Quote:
Originally Posted by chezlaw
The confusion may be you thinking the 1st does is fully protective but it still takes a few weeks and then it's still not full protection
Right, but 84% of 35-49 years old were at least vaccinated once as of a month ago; 32% were vaccinated twice. So your statement is simply wrong and I think the confusion is yours (on several levels):
Quote:
Originally Posted by chezlaw
~zero under 55's would have been fully protected.

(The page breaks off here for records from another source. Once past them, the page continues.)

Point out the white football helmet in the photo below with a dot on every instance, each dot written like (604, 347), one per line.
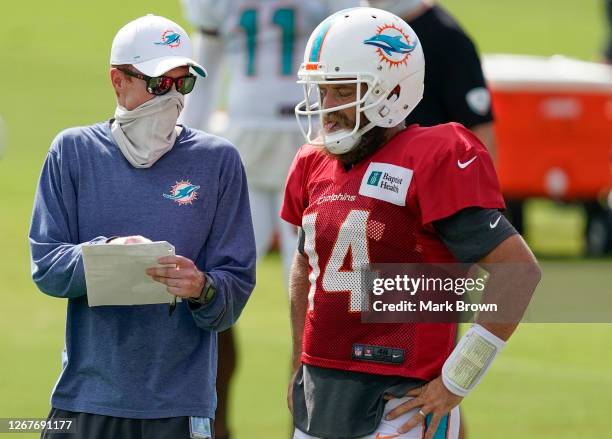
(361, 46)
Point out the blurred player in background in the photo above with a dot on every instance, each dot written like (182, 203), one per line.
(260, 44)
(455, 87)
(366, 189)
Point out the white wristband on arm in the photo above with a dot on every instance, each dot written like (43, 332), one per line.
(470, 360)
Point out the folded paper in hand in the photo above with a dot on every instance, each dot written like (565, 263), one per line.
(115, 273)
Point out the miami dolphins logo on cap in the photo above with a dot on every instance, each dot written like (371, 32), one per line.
(170, 39)
(392, 45)
(183, 192)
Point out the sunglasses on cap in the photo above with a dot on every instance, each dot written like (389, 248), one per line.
(160, 85)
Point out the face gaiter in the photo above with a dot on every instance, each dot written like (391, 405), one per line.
(147, 132)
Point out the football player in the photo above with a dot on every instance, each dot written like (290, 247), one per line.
(366, 189)
(258, 44)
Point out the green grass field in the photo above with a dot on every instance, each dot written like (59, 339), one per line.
(553, 381)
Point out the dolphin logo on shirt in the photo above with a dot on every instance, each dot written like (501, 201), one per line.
(183, 192)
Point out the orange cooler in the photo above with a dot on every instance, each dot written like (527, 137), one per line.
(553, 126)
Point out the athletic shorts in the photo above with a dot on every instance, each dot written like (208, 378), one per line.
(447, 429)
(101, 427)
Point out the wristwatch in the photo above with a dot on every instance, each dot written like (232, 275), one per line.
(208, 292)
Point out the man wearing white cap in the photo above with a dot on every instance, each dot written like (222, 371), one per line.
(136, 371)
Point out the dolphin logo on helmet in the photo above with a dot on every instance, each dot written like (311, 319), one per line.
(390, 44)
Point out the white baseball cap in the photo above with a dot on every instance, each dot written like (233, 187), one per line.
(154, 45)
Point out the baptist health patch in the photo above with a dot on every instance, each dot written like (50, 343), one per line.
(199, 428)
(386, 182)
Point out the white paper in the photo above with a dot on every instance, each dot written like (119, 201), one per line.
(115, 273)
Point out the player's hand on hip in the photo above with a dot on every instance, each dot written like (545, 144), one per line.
(431, 399)
(182, 278)
(136, 239)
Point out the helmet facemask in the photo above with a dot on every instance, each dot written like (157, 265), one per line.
(344, 140)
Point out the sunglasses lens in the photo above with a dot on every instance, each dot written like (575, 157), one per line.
(185, 84)
(160, 85)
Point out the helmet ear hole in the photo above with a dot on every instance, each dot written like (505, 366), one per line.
(395, 93)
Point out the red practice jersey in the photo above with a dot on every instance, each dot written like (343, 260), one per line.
(381, 211)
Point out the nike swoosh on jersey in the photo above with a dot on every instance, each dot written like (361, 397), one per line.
(494, 224)
(466, 164)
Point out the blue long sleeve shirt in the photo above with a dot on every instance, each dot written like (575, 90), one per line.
(136, 361)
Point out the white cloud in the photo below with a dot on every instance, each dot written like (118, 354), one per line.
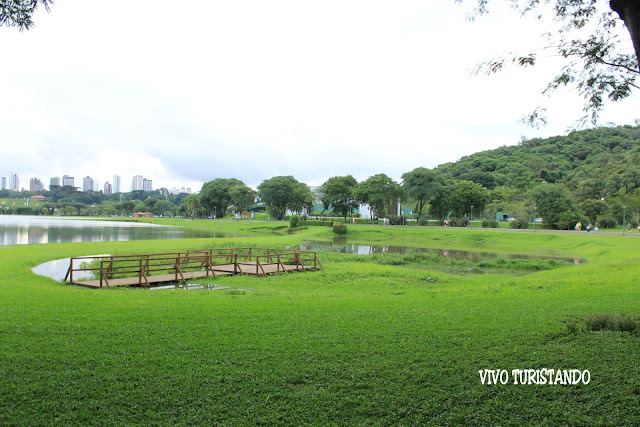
(184, 94)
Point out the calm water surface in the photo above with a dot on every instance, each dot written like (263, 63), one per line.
(27, 230)
(340, 245)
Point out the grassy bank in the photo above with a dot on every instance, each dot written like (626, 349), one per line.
(360, 342)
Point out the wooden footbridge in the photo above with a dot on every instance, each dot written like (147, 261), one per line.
(150, 269)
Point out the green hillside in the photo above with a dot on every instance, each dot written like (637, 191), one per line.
(594, 164)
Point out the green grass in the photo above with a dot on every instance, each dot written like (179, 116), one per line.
(360, 342)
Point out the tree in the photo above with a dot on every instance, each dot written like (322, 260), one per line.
(163, 208)
(420, 185)
(337, 192)
(439, 205)
(379, 192)
(284, 192)
(127, 207)
(600, 67)
(191, 205)
(215, 196)
(552, 201)
(242, 197)
(466, 194)
(593, 208)
(19, 13)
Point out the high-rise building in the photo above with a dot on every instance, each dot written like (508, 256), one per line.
(87, 184)
(14, 182)
(137, 183)
(35, 185)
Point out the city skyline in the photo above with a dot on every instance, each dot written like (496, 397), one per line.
(87, 183)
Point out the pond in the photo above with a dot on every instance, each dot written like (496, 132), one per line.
(27, 230)
(340, 245)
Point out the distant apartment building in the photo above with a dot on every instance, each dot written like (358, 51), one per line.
(137, 183)
(87, 184)
(14, 182)
(35, 185)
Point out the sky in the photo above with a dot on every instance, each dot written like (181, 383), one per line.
(183, 93)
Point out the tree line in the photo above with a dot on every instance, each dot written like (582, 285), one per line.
(591, 176)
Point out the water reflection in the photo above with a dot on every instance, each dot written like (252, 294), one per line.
(21, 230)
(475, 257)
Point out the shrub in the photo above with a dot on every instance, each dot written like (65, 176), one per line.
(607, 222)
(340, 228)
(489, 223)
(519, 223)
(397, 220)
(567, 220)
(458, 222)
(611, 322)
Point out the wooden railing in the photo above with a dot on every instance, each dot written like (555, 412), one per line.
(178, 264)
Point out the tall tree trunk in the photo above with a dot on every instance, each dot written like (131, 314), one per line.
(629, 12)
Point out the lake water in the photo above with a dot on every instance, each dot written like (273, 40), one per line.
(340, 245)
(27, 230)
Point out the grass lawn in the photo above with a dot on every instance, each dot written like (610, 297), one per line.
(361, 342)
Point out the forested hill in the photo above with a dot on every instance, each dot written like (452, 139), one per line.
(591, 163)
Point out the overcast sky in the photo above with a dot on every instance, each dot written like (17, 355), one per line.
(185, 92)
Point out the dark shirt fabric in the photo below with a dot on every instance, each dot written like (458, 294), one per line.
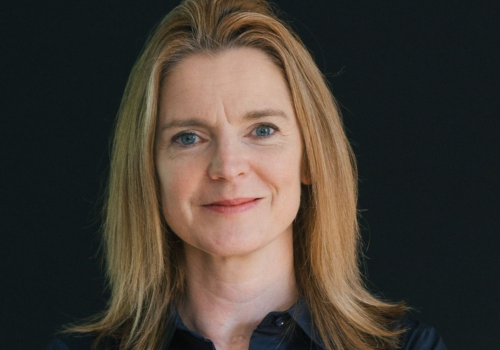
(287, 330)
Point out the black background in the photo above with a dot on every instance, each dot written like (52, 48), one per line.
(418, 82)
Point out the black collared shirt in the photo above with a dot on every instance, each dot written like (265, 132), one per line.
(286, 330)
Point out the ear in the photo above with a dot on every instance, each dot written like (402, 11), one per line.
(305, 173)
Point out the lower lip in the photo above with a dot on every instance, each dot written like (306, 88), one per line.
(233, 209)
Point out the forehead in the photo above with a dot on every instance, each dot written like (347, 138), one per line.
(234, 80)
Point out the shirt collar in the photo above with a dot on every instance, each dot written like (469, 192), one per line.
(299, 312)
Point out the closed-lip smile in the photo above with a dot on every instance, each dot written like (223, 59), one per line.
(232, 206)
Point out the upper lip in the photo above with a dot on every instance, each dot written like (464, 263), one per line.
(233, 201)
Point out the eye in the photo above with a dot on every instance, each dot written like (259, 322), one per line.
(264, 130)
(186, 139)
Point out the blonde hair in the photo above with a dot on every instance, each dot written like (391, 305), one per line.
(144, 258)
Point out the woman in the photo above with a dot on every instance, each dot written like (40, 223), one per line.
(231, 209)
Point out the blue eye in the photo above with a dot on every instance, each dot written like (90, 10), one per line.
(263, 130)
(187, 139)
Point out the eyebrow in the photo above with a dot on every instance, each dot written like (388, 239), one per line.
(256, 114)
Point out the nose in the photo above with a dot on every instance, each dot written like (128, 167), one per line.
(228, 162)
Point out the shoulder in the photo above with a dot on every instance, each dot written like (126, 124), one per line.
(419, 336)
(78, 342)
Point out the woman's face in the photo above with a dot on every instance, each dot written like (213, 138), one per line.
(228, 153)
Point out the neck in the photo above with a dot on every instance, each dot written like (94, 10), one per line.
(227, 297)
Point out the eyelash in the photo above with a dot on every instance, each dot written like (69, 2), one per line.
(176, 138)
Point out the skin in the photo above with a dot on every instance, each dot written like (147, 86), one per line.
(228, 157)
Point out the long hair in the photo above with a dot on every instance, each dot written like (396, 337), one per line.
(144, 257)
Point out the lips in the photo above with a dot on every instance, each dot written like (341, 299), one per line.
(232, 206)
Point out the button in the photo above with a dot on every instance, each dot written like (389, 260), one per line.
(280, 321)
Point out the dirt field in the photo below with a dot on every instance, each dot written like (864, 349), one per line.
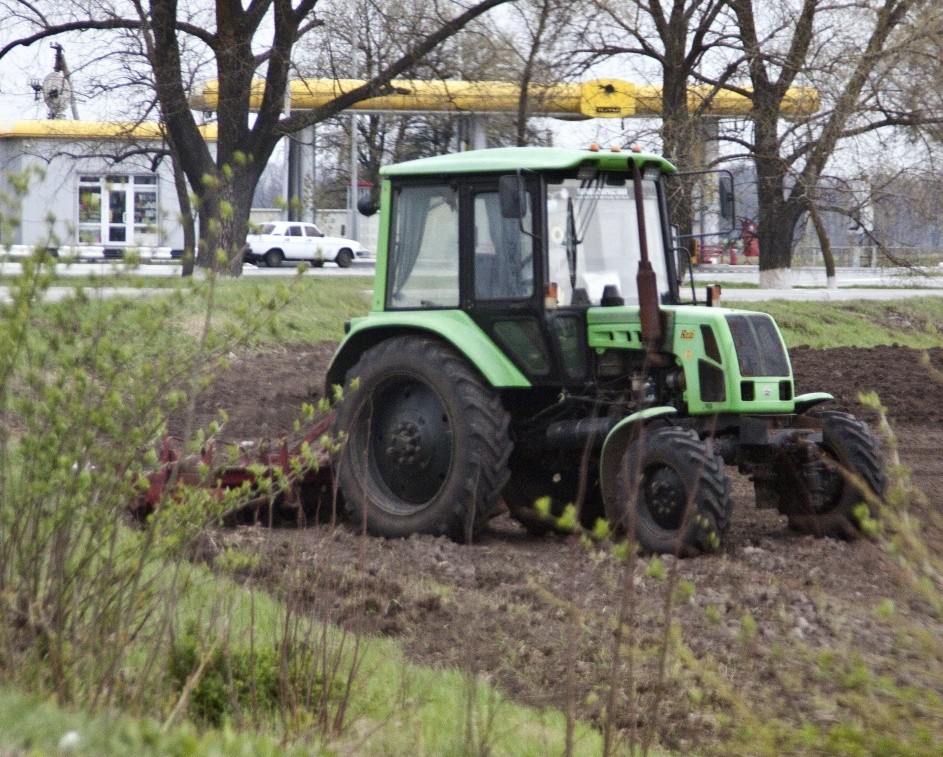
(778, 627)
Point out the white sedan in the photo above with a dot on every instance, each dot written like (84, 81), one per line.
(290, 240)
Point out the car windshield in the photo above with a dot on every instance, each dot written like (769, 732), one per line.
(593, 237)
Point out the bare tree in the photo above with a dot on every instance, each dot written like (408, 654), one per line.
(675, 35)
(849, 52)
(545, 50)
(244, 42)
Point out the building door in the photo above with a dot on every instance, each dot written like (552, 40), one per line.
(118, 210)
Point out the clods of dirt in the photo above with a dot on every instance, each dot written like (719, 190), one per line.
(775, 623)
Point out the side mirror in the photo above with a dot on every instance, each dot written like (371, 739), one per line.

This is just really wrong. >40% of under 35-55 year olds are "fully protected" as of today and >90% are mostly protected.
Fully protected is a weird term, just completely wrong as a description of two vaccines, and also binary, which is encouraging binary thinking from you which arises from anxiety. Here's the real breakdown:
>50% of 35-55 year olds are 60% protected from two vaccines + time for antibodies or prior exposure to the virus (+ vaccine)
>90% of 35-55 year olds are >40% (likely >50%) protected from prior exposure to the virus or a single vaccine or single vaccine + prior exposure (which is stronger than 2 vaccines + naive).
So I don't think the data makes the case you're claiming that the variant is spreading rapidly in these groups
because of lack of vaccines, and "full protection" will stop it. The correct statement is:
The variant is spreading rapidly in these groups despite the group being very close to the maximum theoretical protection of whole-group double vaccine shots.
This was my intuitive point to begin with, and I consider it proven after examining the UK data.